Non mi riferisco soltanto a quanto prevede lo statuto della Federcalcio (quell’articolo che vieta l’esercizio della professione a quegli agenti che hanno parenti che lavorano a “palazzo”) e che ha stoppato il rientro nello staff della nazionale di Lippi padre, ma all’insieme delle norme che vengono ripetutamente calpestate, in tutte le categorie, da tanti dirigenti ed altrettanti tesserati, senza che le Istituzioni preposte prendano i dovuti provvedimenti.

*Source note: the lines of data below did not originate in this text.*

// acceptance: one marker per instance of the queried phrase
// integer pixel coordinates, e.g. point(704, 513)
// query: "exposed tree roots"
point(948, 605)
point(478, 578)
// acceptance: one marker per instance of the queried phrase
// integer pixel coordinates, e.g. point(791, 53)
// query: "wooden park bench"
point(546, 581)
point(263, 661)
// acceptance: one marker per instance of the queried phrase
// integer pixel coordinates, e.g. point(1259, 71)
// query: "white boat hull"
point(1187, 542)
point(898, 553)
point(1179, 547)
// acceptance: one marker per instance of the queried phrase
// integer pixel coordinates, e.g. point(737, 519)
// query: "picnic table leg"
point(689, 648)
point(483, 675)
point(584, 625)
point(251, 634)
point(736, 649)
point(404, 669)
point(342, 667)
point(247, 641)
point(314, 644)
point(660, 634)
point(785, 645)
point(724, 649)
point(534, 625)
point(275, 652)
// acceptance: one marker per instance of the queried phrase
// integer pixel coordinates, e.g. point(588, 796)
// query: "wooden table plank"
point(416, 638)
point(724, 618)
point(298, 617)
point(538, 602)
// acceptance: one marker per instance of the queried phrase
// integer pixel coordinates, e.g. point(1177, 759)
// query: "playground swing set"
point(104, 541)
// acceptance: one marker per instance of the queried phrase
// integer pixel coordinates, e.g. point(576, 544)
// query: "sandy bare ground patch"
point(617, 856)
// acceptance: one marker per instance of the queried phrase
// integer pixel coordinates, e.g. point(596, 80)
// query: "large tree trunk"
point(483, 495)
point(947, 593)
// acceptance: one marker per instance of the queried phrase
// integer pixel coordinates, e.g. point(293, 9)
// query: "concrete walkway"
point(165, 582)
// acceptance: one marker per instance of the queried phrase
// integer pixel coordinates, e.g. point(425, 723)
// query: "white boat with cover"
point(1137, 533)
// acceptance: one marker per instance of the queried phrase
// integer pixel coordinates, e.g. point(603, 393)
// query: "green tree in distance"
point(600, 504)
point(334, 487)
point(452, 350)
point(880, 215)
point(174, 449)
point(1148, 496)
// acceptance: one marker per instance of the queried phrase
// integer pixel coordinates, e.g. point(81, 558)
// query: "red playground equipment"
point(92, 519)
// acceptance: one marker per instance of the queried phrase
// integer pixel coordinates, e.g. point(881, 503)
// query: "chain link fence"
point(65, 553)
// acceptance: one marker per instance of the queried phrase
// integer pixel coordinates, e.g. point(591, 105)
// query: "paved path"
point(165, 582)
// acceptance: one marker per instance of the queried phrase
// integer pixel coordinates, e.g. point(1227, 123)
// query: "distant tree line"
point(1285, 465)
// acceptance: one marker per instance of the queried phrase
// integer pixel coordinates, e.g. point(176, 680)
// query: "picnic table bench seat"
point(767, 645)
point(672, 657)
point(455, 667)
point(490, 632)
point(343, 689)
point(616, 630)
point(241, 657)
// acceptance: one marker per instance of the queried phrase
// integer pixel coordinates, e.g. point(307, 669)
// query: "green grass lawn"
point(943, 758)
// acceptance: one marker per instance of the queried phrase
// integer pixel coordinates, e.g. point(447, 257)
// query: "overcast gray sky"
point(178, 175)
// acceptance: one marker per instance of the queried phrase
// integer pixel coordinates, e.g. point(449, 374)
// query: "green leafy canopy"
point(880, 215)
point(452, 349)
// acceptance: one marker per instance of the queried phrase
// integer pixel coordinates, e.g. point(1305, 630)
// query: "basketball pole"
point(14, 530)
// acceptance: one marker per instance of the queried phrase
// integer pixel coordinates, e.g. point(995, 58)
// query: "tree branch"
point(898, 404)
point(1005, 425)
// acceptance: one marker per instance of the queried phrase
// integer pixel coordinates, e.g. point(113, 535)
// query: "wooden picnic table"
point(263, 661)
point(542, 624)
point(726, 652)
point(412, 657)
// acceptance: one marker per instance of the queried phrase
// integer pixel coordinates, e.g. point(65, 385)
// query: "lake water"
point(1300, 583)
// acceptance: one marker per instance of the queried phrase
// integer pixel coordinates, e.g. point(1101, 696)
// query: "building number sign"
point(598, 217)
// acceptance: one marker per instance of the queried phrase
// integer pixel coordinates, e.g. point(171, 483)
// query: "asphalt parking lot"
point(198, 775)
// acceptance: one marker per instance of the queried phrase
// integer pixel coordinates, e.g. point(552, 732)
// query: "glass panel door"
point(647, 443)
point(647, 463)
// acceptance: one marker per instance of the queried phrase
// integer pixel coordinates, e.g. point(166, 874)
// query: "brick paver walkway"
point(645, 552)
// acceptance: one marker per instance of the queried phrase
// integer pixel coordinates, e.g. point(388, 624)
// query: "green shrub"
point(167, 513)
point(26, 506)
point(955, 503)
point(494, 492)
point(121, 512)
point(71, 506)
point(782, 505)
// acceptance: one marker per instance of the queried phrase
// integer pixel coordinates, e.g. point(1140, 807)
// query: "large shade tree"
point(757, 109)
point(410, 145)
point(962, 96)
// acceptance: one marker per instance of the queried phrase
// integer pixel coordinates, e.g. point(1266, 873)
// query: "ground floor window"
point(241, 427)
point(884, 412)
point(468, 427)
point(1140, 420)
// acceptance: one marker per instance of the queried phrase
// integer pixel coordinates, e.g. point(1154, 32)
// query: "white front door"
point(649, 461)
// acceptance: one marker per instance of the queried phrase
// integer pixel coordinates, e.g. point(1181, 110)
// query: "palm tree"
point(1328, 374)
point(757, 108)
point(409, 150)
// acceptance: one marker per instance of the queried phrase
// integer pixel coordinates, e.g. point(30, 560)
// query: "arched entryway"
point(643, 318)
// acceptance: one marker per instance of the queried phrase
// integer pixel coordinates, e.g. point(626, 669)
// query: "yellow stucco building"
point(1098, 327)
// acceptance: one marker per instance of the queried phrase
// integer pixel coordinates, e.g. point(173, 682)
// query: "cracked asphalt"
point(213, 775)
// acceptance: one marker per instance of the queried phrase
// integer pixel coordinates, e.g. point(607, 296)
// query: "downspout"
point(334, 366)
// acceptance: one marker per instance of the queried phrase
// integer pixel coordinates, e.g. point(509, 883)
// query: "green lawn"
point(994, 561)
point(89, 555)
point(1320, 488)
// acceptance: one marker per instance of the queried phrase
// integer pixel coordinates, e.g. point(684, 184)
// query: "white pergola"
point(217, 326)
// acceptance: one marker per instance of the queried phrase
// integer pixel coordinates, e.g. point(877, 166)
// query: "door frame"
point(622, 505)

Una delle situazioni più imbarazzanti riguarda l’esercizio abusivo delle professioni. Accade soprattutto in Lega Pro e tra i dilettanti. Dove presidenti e collaboratori aggirano i regolamenti inventandosi ruoli inediti affidati a carneadi prestati al calcio capaci soltanto di provocare danni. Capita così che a un soggetto che sino a ieri mattina faceva il collaboratore tecnico (nel vulgo allenatore in seconda) si ritrovi ad avere i compiti del responsabile dell’area tecnica (!?). In pratica un direttore sportivo in “maschera” e che lo stesso, senza averne i titoli avvii e concluda trattative di mercato, concordi emolumenti con tesserati ed i loro procuratori. L’esempio tipico, nell’attuale, lo fornisce il Cosenza dove l’ex secondo di Giorgio Roselli è stato promosso ai compiti sopra indicati.
Ma ci sono anche altre situazioni analoghe. A Padova per esempio dove quel ruolo è stato affidato a Zamuner. Un procuratore, o agente di calciatori che dir si voglia, che sino alla scorsa stagione lavorava, indisturbato e con gli stessi compiti, a Pordenone. Per non parlare di coloro che vengono messi in organigramma come direttori sportivi e non ne posseggono il titolo. Uno degli esempi è Stefano Trinchera, ex difensore di lungo corso, attualmente alla Virtus Francavilla e nello scorso campionato a Lecce.
Sono solo degli esempi, nulla di personale contro di loro. A nessuno si può negare la possibilità di un impiego. Certo è che se regole ci sono queste andrebbero, in ogni caso, rispettate.
Tutto si svolge alla luce del sole senza che le Istituzioni addette al controllo intervengano e che le associazioni di categoria, in questo caso l’Adise, segnalino l’inadempienza a tutela dei propri associati. Nel frattempo a Coverciano, l’università del calcio italiano, vengono organizzati corsi di specializzazione (a pagamento e sempre in collaborazione con l’Adise) per le tante qualifiche previste dai regolamenti. Una vera e propria “fabbrica” di disoccupati.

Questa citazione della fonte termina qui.